I usually go by the doc who wrote the order (or his on-call) if an order needs changing. Other times, it helps me to discuss it with a more experienced nurse. If I really have no idea, I call the PCP and tell him the problem (SBAR) and ask if he wants to treat, take the orders, read back and lastly I ask if he wants me to notify/consult any of the other docs.

Before you call, check the doctor's progress notes and know which docs have already seen the patient. Know who is on the case and what their specialty is.

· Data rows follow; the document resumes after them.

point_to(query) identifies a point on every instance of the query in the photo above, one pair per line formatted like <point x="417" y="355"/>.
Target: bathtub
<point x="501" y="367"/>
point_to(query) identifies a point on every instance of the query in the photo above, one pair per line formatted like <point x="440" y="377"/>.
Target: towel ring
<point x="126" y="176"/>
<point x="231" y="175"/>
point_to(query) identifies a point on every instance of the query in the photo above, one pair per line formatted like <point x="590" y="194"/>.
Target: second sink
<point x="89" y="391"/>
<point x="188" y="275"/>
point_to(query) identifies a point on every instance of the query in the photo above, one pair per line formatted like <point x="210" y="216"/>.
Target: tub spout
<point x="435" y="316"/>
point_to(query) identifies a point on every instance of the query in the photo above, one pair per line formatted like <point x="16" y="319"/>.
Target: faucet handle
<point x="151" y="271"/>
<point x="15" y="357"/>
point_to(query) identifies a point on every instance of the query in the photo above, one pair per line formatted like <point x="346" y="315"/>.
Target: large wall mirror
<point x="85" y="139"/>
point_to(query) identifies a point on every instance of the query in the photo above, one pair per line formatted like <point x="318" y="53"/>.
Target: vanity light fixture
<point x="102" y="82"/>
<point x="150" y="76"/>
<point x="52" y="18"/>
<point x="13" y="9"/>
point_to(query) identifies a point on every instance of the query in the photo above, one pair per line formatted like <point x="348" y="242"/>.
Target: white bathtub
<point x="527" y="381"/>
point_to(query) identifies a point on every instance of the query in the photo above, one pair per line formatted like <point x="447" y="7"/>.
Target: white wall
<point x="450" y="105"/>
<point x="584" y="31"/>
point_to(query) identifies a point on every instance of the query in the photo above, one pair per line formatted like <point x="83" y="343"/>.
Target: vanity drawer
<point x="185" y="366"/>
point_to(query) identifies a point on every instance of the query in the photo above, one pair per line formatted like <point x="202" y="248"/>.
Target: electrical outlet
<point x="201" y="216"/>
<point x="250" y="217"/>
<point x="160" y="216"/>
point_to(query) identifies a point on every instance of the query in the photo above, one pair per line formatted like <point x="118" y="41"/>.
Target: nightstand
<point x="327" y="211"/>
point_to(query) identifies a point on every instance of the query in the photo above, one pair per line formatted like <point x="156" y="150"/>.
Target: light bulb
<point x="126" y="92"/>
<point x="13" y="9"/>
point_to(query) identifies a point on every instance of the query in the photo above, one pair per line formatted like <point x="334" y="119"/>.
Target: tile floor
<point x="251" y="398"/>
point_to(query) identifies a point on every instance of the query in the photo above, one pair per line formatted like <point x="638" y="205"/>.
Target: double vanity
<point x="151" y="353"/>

It'll help to read them because you'll know what they saw and planned before the patient changed.

Hope that helped!

Specializes in Telemetry, CCU.

I am also new, working on a tele unit, and trying to get super organized before I'm off orientation. Something I started doing is putting a red checkmark next to everything after it is charted (if it is something that needs to be charted). I do this with VS, meds, I&O, blood sugars, etc. Because my night is really busy from 1900-2400, sometimes I can't chart right away, no matter how hard I try, so the checkmark method helps me know at a glance how far behind I am in my charting.

I also have the same issue with 3-4 MDs on a case, plus there are different ways we have to contact them, depending on what network they are with. I think communicating with MDs is something that comes with time and practice, since we very rarely communicated with MDs as students, we (new grads) are truely learning how to do it now. And Angie's post is great advice, I wished I had checked the progress notes when having to call for something that was insignificant to the doctor but important to me and the pt. (it would have saved me a call, if I could read his handwriting better :( )

If you ever get discouraged, just think about how much you have already learned in the short time you've been at your hospital and how much more you will learn in the next few months!!